🤖 AI Summary
To address the bottleneck wherein knowledge in deep neural networks is rigidly encoded in weights and thus difficult to edit dynamically, this paper proposes a visual memory framework that decouples image classification into pretrained embedding similarity matching and external memory bank nearest-neighbor retrieval. Methodologically, it introduces the first real-time knowledge insertion/deletion, reverse forgetting (unlearning), and memory pruning capabilities for deep vision models, establishing an intervention-aware and interpretable decision mechanism scalable from per-sample to billion-scale memory.

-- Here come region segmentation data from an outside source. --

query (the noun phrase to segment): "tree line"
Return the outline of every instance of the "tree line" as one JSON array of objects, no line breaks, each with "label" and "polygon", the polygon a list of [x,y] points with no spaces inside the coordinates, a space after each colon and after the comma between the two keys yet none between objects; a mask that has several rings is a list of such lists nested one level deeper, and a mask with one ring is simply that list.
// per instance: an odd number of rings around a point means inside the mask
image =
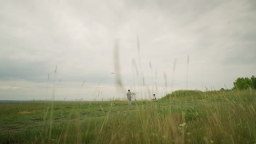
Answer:
[{"label": "tree line", "polygon": [[[232,89],[247,89],[249,88],[256,89],[256,77],[254,75],[249,79],[246,77],[238,77],[234,82],[234,87]],[[224,91],[223,88],[220,88],[220,91]]]}]

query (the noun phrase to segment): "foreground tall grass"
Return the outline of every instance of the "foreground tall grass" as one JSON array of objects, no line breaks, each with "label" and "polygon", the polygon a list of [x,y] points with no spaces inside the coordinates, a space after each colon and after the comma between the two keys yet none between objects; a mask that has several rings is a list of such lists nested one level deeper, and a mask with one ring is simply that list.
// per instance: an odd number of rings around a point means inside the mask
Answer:
[{"label": "foreground tall grass", "polygon": [[132,105],[113,101],[0,107],[1,143],[256,143],[253,89],[180,91]]}]

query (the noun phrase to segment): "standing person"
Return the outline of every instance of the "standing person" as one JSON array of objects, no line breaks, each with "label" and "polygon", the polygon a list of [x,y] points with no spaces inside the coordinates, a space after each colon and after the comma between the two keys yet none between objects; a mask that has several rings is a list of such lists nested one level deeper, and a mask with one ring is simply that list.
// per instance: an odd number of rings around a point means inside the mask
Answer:
[{"label": "standing person", "polygon": [[151,99],[151,100],[155,101],[156,100],[156,97],[155,97],[155,94],[153,94],[153,98]]},{"label": "standing person", "polygon": [[130,91],[130,89],[128,89],[128,92],[126,94],[127,98],[128,99],[128,104],[131,105],[131,94],[132,93]]}]

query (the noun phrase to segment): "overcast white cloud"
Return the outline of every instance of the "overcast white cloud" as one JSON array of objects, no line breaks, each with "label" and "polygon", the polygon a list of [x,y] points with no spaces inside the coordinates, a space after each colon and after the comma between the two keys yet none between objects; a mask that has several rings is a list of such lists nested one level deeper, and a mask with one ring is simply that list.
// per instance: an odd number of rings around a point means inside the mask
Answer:
[{"label": "overcast white cloud", "polygon": [[255,75],[255,15],[253,0],[0,1],[0,99],[49,99],[54,86],[57,100],[125,98],[111,74],[115,39],[125,89],[143,87],[133,59],[145,92],[186,88],[188,56],[189,89],[231,88]]}]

Core technical innovations include a lightweight memory database architecture, efficient approximate nearest-neighbor (ANN) search, and differentiable memory update strategies. Evaluated across multi-scale benchmarks, the framework achieves high-accuracy classification while enabling decision attribution visualization and millisecond-level sample editing—significantly enhancing model controllability, adaptability, and maintainability.
📝 Abstract
Training a neural network is a monolithic endeavor, akin to carving knowledge into stone: once the process is completed, editing the knowledge in a network is nearly impossible, since all information is distributed across the network's weights. We here explore a simple, compelling alternative by marrying the representational power of deep neural networks with the flexibility of a database. Decomposing the task of image classification into image similarity (from a pre-trained embedding) and search (via fast nearest neighbor retrieval from a knowledge database), we build a simple and flexible visual memory that has the following key capabilities: (1.) The ability to flexibly add data across scales: from individual samples all the way to entire classes and billion-scale data; (2.) The ability to remove data through unlearning and memory pruning; (3.) An interpretable decision-mechanism on which we can intervene to control its behavior. Taken together, these capabilities comprehensively demonstrate the benefits of an explicit visual memory. We hope that it might contribute to a conversation on how knowledge should be represented in deep vision models -- beyond carving it in"stone"weights.